The two projects have faced various delays and putting them on track to completion will translate to added benefits for Filipinos in Metro Manila and nearby provinces.
The ITS-Southwest project, in particular, is nearing its award after financial bids were opened last week by the Department of Transportation and Communications.
MWM Terminals, led by Megawide Construction Corp., is the frontrunner for the ITS-Southwest project after it offered that government pay it an annual fee of P100 million over the project’s 35-year concession period.
This was considered the best offer given that its sole rival, Filinvest Land, had offered that government pay it P650 million a year.
No winner has been formally announced although the DOTC is planning to do this within the week, Transportation Undersecretary Jose Perpetuo Lotilla said in a text message.
“We hope to do that (award) this coming week,” Lotilla said. The ITS Southwest will be the ninth project to be awarded under the Aquino administration’s PPP Program.
The ITS is meant to create intermodal hubs where provincial buses will disembark passengers to transfer to other in-city modes of transport such as elevated railways, city buses and UV Express vans.

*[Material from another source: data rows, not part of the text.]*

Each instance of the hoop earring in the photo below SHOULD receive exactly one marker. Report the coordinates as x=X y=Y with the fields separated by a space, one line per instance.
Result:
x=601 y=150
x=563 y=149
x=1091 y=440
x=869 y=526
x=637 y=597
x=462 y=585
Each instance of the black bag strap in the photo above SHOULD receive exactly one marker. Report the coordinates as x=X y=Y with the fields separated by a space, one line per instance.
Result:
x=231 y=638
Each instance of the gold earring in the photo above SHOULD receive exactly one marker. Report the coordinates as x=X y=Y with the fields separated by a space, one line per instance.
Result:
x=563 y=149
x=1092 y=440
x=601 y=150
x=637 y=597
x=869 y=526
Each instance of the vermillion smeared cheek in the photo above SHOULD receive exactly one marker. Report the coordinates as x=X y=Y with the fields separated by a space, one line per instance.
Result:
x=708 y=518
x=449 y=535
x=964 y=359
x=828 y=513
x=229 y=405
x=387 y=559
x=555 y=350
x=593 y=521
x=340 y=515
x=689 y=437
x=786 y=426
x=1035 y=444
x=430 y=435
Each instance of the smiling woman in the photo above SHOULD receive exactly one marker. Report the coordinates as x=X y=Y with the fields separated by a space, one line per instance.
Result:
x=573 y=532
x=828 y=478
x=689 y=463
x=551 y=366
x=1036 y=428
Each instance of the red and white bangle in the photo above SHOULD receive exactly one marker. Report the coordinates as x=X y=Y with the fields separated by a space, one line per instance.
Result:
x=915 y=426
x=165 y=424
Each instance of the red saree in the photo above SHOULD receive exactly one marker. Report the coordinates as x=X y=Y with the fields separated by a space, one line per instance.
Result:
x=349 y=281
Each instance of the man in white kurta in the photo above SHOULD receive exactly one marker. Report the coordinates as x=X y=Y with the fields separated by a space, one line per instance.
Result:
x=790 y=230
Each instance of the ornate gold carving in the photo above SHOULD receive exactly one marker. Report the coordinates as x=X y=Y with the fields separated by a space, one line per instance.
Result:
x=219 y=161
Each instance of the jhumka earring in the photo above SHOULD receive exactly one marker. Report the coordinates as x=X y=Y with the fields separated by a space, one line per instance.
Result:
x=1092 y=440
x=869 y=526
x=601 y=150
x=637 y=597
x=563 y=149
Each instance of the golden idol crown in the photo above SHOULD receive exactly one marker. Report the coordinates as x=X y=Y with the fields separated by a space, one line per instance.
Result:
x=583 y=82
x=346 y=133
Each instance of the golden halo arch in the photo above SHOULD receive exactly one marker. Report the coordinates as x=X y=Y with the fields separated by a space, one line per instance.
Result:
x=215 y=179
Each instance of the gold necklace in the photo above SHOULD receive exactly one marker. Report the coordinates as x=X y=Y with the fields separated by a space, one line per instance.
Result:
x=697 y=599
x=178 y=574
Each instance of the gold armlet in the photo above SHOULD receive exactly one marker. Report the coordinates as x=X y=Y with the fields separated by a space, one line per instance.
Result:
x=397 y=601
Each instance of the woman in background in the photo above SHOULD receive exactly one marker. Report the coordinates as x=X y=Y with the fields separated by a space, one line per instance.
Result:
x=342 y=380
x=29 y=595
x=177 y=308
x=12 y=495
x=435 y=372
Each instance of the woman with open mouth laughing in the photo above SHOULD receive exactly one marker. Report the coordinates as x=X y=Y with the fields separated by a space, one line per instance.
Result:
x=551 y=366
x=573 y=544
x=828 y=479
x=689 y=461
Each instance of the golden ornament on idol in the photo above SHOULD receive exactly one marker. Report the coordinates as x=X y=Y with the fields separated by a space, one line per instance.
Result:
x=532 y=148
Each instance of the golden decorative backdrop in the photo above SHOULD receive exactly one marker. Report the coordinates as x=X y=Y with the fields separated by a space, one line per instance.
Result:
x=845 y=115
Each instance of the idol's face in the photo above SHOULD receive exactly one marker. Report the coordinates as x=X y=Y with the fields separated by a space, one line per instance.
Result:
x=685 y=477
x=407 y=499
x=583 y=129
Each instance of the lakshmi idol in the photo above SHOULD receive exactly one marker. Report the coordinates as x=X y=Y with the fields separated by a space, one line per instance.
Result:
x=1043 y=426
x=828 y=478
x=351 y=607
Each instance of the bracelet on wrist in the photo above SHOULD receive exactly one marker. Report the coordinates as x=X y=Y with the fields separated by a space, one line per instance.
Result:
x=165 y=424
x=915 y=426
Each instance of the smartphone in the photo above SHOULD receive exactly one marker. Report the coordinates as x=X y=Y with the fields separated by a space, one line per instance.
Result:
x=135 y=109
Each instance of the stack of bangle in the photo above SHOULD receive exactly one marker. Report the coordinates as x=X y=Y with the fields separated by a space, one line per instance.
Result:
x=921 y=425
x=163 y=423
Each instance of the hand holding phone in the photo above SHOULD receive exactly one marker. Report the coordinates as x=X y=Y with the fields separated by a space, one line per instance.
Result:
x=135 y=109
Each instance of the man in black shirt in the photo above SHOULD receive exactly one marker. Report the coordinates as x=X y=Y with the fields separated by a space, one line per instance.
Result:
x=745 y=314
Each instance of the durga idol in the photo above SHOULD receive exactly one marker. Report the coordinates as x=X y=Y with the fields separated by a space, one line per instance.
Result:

The move was aimed at easing congestion within Metro Manila.
The ITS Southwest project will be built within a site area of 4.6 hectares near the Manila-Cavite Expressway. Two other ITS PPP projects are set to rise, the ITS-South, located near the Food Terminal Inc. compound in Taguig and the ITS-North, likely in Quezon City.

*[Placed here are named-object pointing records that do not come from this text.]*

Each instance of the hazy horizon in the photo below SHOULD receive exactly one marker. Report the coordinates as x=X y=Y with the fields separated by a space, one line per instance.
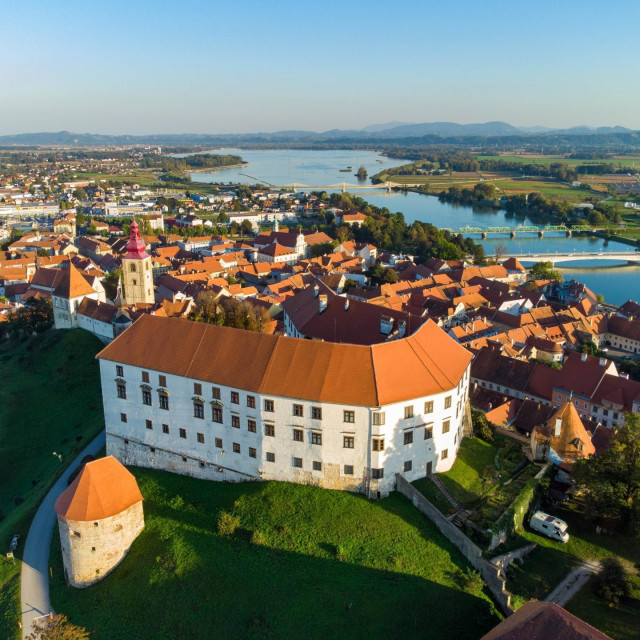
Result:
x=127 y=68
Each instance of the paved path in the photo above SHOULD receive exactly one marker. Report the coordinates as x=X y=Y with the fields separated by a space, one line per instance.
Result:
x=573 y=582
x=34 y=582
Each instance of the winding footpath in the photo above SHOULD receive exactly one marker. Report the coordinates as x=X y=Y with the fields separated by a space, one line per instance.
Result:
x=34 y=579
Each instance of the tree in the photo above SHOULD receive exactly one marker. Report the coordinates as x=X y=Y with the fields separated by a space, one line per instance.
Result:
x=544 y=271
x=611 y=481
x=56 y=627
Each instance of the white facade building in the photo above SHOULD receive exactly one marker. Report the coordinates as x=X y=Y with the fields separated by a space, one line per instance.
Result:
x=225 y=404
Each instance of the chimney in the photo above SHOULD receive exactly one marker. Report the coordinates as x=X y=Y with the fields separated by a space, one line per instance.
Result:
x=558 y=428
x=386 y=324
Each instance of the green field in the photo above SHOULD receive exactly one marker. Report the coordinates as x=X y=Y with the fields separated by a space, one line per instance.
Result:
x=49 y=401
x=305 y=562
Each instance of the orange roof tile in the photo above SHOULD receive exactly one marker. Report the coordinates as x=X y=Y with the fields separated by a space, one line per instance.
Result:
x=103 y=489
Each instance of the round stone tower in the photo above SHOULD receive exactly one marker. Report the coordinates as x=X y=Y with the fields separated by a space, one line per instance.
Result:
x=99 y=517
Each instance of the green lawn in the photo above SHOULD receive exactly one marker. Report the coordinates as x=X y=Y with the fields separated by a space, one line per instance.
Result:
x=49 y=401
x=547 y=565
x=305 y=562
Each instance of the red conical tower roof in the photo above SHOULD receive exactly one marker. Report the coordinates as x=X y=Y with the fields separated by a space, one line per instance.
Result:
x=135 y=246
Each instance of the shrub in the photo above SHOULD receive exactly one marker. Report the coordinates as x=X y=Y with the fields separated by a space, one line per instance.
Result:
x=227 y=524
x=612 y=582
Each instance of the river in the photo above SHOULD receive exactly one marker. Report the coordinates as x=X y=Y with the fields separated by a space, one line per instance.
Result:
x=322 y=168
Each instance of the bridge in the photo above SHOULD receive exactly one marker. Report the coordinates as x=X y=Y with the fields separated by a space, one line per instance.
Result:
x=630 y=257
x=520 y=229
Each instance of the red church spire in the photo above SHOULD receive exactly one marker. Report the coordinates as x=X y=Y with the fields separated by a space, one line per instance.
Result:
x=135 y=246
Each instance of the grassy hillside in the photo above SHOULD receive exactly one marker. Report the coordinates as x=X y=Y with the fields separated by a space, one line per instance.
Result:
x=303 y=562
x=49 y=401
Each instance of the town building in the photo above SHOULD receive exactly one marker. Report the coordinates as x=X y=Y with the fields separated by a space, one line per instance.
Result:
x=226 y=404
x=99 y=516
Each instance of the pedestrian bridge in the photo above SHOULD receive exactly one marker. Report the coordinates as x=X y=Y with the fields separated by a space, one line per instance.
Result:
x=631 y=257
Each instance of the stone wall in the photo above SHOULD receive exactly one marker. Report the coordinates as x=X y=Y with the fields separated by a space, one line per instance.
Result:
x=490 y=573
x=90 y=550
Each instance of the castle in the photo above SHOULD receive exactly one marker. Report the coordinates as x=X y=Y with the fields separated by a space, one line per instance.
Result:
x=226 y=404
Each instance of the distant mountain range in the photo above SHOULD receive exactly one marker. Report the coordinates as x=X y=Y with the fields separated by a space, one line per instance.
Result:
x=426 y=132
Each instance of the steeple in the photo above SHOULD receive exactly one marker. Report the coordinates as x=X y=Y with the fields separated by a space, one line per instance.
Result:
x=135 y=246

For Calax, PPP Center executive director Cosette Canilao told reporters that a National Economic and Development Authority board meeting was set “at the end of the month” partly to approve the new terms of the 45-kilometer tollroad deal.

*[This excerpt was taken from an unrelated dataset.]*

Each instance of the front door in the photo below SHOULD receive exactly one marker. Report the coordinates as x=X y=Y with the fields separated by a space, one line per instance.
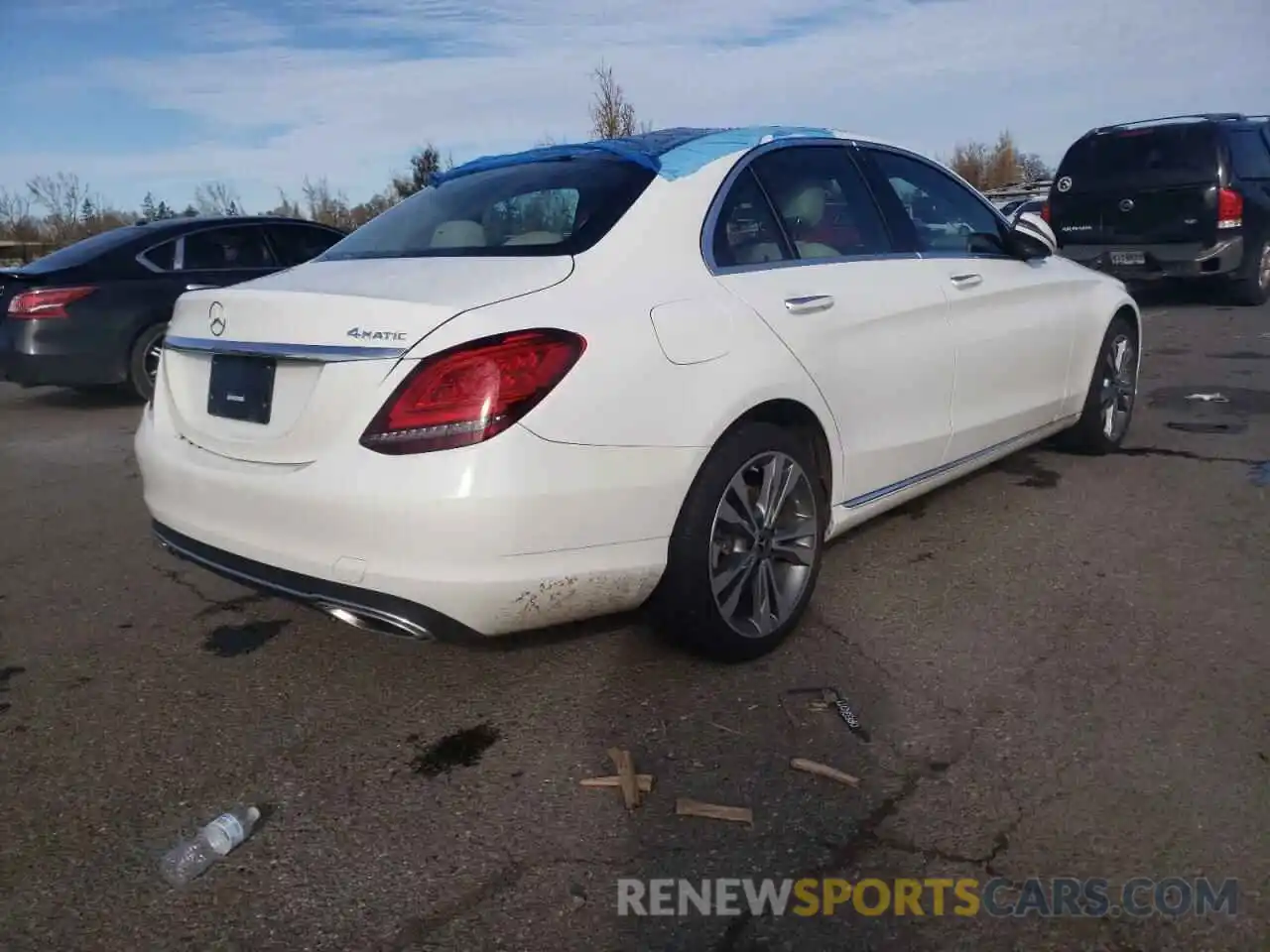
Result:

The new terms are expected to include the P20.1-billion “floor price,” which will come on top of the construction cost.
She noted that once approved by the Neda board, which is chaired by President Aquino, it would take four more months before the bid submission, or by June this year.
The P20.1-billion floor price was placed to match the offer of San Miguel Corp., which was disqualified by the Department of Public Works and Highways’ bids and awards committee last June because of a typo error.
The disqualification was eventually reversed by President Aquino after SMC filed an appeal.
Apart from SMC, the three other original bidders are the tandem between Ayala Corp. and Aboitiz Land Inc., which was the original frontrunner although its bid was P8.4 billion short of SMC’s offer, a unit of Manuel V. Pangilinan-led Metro Pacific Investments Corp. and Malaysia’s AlloyMTD Group.
Malacañang ordered a rebid because of the wide gap between the qualified frontrunner and SMC, saying the difference could pay for important infrastructure developments and socialized housing.